Being Easter Sunday and all that, I felt redemption for something I wrote in passing reference about Rachael Maddow. I called the MSNBC cable news hostess a "liberal flame thrower."
Maddow is, yes, a liberal. The "flame thrower" element is a description applied by Fox's Bill O'Reilly for anyone on the left of which he disagrees.
I'm in agreement with Ms. Maddow more often than not.
As is so often the case, the post in question mentioned Maddow once in a critical review of MSNBC's new primetime host Ed Schultz. The comments from readers on The Moderate Voice and my own blog all chastised me for my Maddow characterization.
I stand corrected.
From a pure journalistic perspective, Maddow is the best interviewer on television since the death of Tim Russert.

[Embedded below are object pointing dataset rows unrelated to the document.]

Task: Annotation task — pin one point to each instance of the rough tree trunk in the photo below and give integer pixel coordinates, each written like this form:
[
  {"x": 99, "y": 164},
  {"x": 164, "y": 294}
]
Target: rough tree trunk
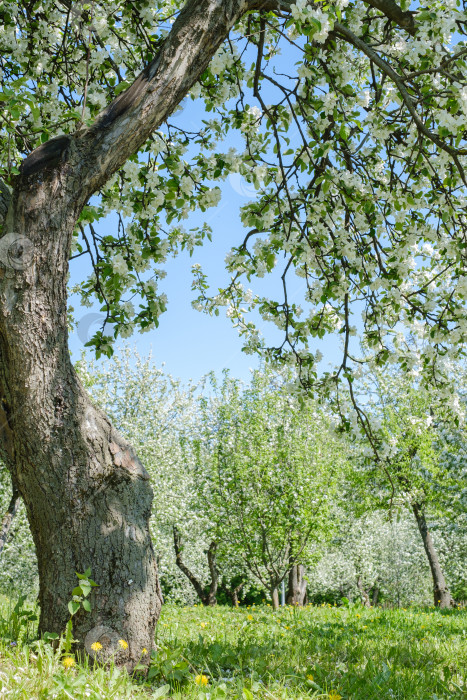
[
  {"x": 375, "y": 596},
  {"x": 296, "y": 591},
  {"x": 234, "y": 593},
  {"x": 87, "y": 496},
  {"x": 9, "y": 516},
  {"x": 441, "y": 593},
  {"x": 207, "y": 597}
]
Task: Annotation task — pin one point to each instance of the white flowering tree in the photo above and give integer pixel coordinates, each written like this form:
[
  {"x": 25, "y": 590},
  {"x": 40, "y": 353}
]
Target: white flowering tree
[
  {"x": 358, "y": 159},
  {"x": 425, "y": 470},
  {"x": 374, "y": 559},
  {"x": 268, "y": 467}
]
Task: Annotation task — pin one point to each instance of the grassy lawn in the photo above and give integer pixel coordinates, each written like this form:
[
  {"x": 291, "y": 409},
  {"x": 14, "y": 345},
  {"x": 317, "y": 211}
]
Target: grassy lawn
[{"x": 316, "y": 652}]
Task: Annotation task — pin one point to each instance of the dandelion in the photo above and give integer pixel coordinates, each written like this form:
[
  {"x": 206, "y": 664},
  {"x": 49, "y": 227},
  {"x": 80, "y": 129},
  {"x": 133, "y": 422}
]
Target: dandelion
[
  {"x": 68, "y": 662},
  {"x": 201, "y": 680}
]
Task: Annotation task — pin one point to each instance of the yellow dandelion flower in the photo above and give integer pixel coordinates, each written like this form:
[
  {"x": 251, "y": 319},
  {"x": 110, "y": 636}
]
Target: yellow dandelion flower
[
  {"x": 68, "y": 662},
  {"x": 201, "y": 680}
]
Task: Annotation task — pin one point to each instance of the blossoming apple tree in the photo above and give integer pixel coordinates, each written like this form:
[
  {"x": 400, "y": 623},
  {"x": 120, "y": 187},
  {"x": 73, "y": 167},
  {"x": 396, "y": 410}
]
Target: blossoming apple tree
[
  {"x": 356, "y": 146},
  {"x": 268, "y": 467}
]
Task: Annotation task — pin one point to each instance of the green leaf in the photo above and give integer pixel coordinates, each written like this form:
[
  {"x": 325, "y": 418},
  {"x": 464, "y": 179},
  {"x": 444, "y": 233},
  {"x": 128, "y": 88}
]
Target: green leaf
[{"x": 73, "y": 607}]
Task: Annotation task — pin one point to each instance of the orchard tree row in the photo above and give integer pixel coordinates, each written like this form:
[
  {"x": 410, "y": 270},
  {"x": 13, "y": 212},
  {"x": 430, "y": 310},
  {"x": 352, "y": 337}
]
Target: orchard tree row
[
  {"x": 347, "y": 118},
  {"x": 259, "y": 486}
]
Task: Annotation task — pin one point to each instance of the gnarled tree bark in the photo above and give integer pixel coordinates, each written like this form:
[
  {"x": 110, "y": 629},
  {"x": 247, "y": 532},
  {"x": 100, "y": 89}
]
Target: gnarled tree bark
[{"x": 9, "y": 516}]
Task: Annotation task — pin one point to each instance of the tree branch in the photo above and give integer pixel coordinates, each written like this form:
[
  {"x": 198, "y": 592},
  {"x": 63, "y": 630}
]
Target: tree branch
[
  {"x": 399, "y": 82},
  {"x": 126, "y": 124}
]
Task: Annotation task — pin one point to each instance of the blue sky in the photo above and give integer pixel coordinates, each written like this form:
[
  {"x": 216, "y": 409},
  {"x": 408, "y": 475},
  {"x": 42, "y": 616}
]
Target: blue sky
[{"x": 191, "y": 343}]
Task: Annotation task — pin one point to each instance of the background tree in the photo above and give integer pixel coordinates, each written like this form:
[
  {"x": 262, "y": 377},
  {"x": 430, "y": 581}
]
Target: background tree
[
  {"x": 414, "y": 424},
  {"x": 268, "y": 465}
]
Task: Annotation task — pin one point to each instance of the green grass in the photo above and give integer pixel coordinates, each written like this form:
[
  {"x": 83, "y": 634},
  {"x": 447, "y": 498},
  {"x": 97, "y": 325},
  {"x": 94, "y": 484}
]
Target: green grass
[{"x": 360, "y": 654}]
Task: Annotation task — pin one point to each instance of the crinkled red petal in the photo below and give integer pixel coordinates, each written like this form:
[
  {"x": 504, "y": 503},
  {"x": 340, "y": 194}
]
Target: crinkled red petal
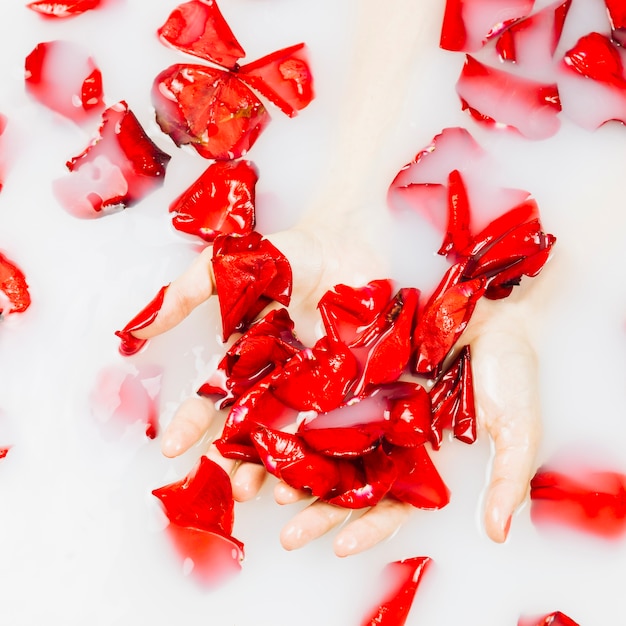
[
  {"x": 317, "y": 379},
  {"x": 284, "y": 77},
  {"x": 199, "y": 28},
  {"x": 553, "y": 619},
  {"x": 587, "y": 500},
  {"x": 385, "y": 347},
  {"x": 534, "y": 39},
  {"x": 468, "y": 24},
  {"x": 257, "y": 407},
  {"x": 129, "y": 344},
  {"x": 400, "y": 581},
  {"x": 422, "y": 184},
  {"x": 617, "y": 16},
  {"x": 63, "y": 76},
  {"x": 418, "y": 482},
  {"x": 268, "y": 343},
  {"x": 14, "y": 293},
  {"x": 63, "y": 9},
  {"x": 202, "y": 500},
  {"x": 347, "y": 311},
  {"x": 502, "y": 99},
  {"x": 209, "y": 109},
  {"x": 452, "y": 398},
  {"x": 444, "y": 318},
  {"x": 221, "y": 200},
  {"x": 249, "y": 273},
  {"x": 118, "y": 168},
  {"x": 596, "y": 57}
]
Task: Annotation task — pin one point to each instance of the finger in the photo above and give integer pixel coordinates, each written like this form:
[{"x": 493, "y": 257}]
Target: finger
[
  {"x": 377, "y": 524},
  {"x": 189, "y": 424},
  {"x": 286, "y": 494},
  {"x": 313, "y": 522},
  {"x": 182, "y": 296},
  {"x": 247, "y": 480}
]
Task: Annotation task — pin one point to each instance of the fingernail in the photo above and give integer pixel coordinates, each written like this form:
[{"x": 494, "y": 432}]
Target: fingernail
[{"x": 129, "y": 344}]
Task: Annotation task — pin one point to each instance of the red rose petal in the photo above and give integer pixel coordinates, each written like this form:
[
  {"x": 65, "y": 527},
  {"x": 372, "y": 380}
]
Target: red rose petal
[
  {"x": 14, "y": 294},
  {"x": 64, "y": 77},
  {"x": 317, "y": 379},
  {"x": 553, "y": 619},
  {"x": 199, "y": 28},
  {"x": 533, "y": 40},
  {"x": 468, "y": 24},
  {"x": 501, "y": 99},
  {"x": 444, "y": 318},
  {"x": 129, "y": 344},
  {"x": 400, "y": 580},
  {"x": 452, "y": 398},
  {"x": 118, "y": 168},
  {"x": 209, "y": 109},
  {"x": 587, "y": 500},
  {"x": 249, "y": 273},
  {"x": 284, "y": 77},
  {"x": 418, "y": 482},
  {"x": 221, "y": 200},
  {"x": 70, "y": 8}
]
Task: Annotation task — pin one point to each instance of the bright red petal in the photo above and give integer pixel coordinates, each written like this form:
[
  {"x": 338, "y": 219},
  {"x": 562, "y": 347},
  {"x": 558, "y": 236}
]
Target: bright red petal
[
  {"x": 118, "y": 168},
  {"x": 64, "y": 77},
  {"x": 14, "y": 294},
  {"x": 284, "y": 77},
  {"x": 468, "y": 24},
  {"x": 499, "y": 98},
  {"x": 221, "y": 200},
  {"x": 63, "y": 9},
  {"x": 400, "y": 581},
  {"x": 209, "y": 109},
  {"x": 199, "y": 28}
]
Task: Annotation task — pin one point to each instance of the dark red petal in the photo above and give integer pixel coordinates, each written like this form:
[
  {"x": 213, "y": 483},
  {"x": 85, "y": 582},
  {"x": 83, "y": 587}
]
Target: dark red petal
[
  {"x": 14, "y": 294},
  {"x": 317, "y": 379},
  {"x": 418, "y": 482},
  {"x": 221, "y": 200},
  {"x": 617, "y": 16},
  {"x": 553, "y": 619},
  {"x": 256, "y": 407},
  {"x": 202, "y": 500},
  {"x": 499, "y": 98},
  {"x": 284, "y": 77},
  {"x": 468, "y": 24},
  {"x": 533, "y": 40},
  {"x": 409, "y": 415},
  {"x": 347, "y": 311},
  {"x": 588, "y": 500},
  {"x": 209, "y": 109},
  {"x": 117, "y": 169},
  {"x": 452, "y": 398},
  {"x": 63, "y": 76},
  {"x": 400, "y": 581},
  {"x": 444, "y": 318},
  {"x": 290, "y": 459},
  {"x": 249, "y": 273},
  {"x": 596, "y": 57},
  {"x": 129, "y": 344},
  {"x": 63, "y": 9},
  {"x": 199, "y": 28},
  {"x": 387, "y": 347}
]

A Rhodes scholar, she does her homework. Her producers have the intelligence to allow her enough time to probe deep into a guest's responses. In this regard, she's a bulldog. She's relentless. And she carries it out in a low-key professional manner. No yelling and insulting ala O'Reilly and his sidekick Sean Hannity.
Furthermore, Maddow is an excellent teacher. She can grasp a complex subject such as the budget reconciliation bill and explain it in language a fifth grader can understand. I'm a political junkie and not embarrassed to admit how much I learned about the U.S. Senate's 60-vote majority cloister rule after listening to Maddow's explanation.
She also offers provocative guests, experts in their fields, one seldom sees on MSNBC, CNN or Fox. Maddow is not a Washington Beltway protege which works to her advantage.
When she sticks to politics or relative substantive issues, Maddow is on firm ground even if one disagrees with her slants, angles and any other agendas on her platter.
And, unlike most TV hosts, she not only apologizes for errors or misstatements from previous shows, she corrects "mischaracterizations" as was the case of describing Colin Powell as "uncomfortable" with a series of questions she asked the former Secretary of State. Powell said that wasn't the case, she reported the following day.
She does tend to be a little prissy with those "Holy Mackerel" stories. The "GOP In Exile" and the show's concluding segment are fluffy time killers, but, by and large, she offers an informative and entertaining show.
"The Rachael Maddow Show" is like a fine wine. It grows on you.